Monday, June 30, 2014

Of Questing

    To open up this book, Foster has chosen a topic we see often and in many forms throughout literature: questing. Or, rather, a brief study of the true nature of questing, for the hero never aqcuires the "stated" object of their desire. The more important Holy Grail is discovery of the self.
     While I read about heroic quests all the time, I'm not sure if I was ever aware of this neat secret before now. I must have been on some level because the idea didn't surprise me at all. It makes plenty of sense: Frodo's quest for Mount Doom is also the search for personal deliverance from the evil of the One Ring, just as it is the search for all of  Middle Earth's deliverance. Another observation I had was that the journey awakens an inherent nobility and gritty heroism in the outwardly quaint and introverted hobbit. It becomes more apparent than ever how much Frodo belongs with the elves in their own, separate search for peace after the Ring is destroyed, so much so that he joins them across the western sea even though he's found a very happy little life once again in the Shire. So, while the Heroic Quest initially seems to permenately damage Frodo, marking him with an inexplicable yet ever-present state of depression that drives him away from domestic bliss with Sam in the Shire, I would also argue that it brought out amazing qualities in him one wouldn't expect to find: unstoppable inner strength, determination, wisdom, courage, ect. The Quest brought forth his true self.

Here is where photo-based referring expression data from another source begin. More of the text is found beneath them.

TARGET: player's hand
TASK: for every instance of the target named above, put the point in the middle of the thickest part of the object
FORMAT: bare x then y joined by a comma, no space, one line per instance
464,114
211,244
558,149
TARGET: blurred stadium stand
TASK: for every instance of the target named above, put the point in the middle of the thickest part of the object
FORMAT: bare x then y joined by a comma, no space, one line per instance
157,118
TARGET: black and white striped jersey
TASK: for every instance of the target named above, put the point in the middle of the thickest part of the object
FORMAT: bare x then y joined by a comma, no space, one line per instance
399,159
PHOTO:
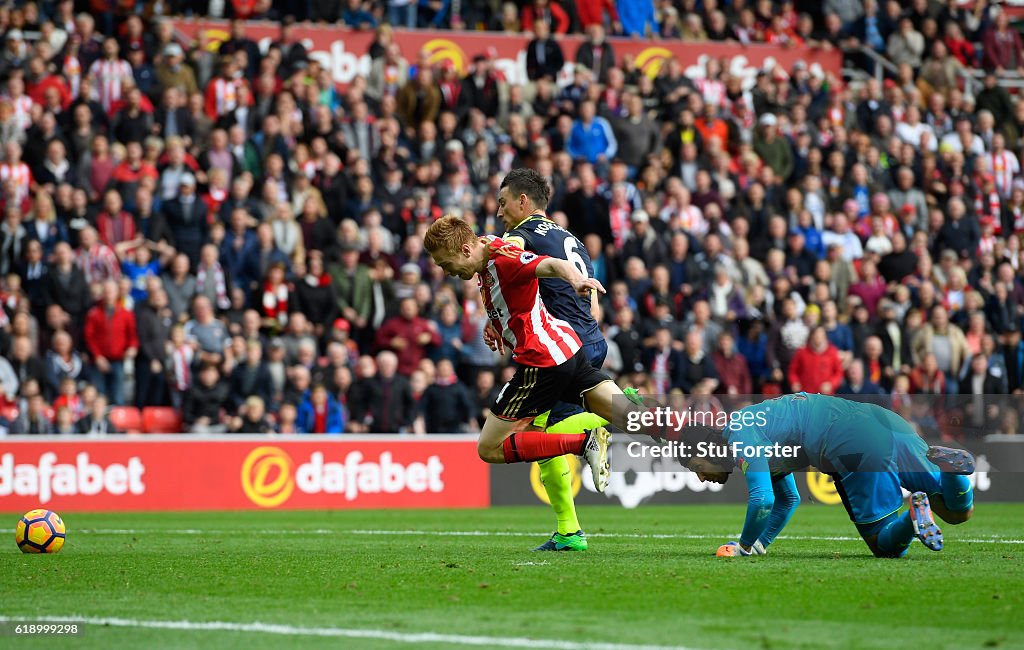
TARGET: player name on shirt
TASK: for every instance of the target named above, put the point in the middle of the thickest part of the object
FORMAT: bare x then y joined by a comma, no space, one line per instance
512,299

     This makes the Quest that much more important, I think. After all, who really wants to read about a Quest that's only about a holy chalice or golden fleece or some small, rocky island you once called home? Although these objects may be of varying importance, what the journey brings out of the character is far more interesting and important. Characters are our little literary spies, working from the inside, keeping us in the know at all times. Naturally, we get to know them pretty well, sometimes even the entire geography of their souls. That's why I've come to believe in the significance of their inner-quests.

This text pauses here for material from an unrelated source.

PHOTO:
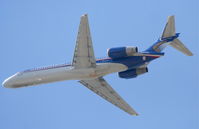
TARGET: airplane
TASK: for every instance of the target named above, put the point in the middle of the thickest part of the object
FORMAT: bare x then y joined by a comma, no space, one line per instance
126,61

     Another inner-quest book I've read that I'm a little more reluctant to admit to reading (and enjoying completely ironically) is The Vampire Lestat by Anne Rice. Our hero this time is, not surprisingly, a vampire named Lestat. He's a character the world first encountered as the rather pathetic villain of Interview with the Vampire (which revitalized the vampire genre for better or for worse back in the 70's) but now claims to be a fabulous, swashbuckling hero who spends immortality traveling the world and searching for the origin of vampirism and the meaning of his new life. Unfortunately, even though he does discover what started it all, he leaves his holy grail empty--his immortality still has no meaning, and as humanity goes on, the literal evil of vampirism also loses its place in the world. And so, Lestat becomes more and more self-indulgent, reckless, and vain, rather like a teenager who feels like all the world's a not particularly funny stage, a transition I'm still struggling with myself. This of course begs the question of what I will find at the end of my inner-quest. Personally, I'm hoping for secret superpowers.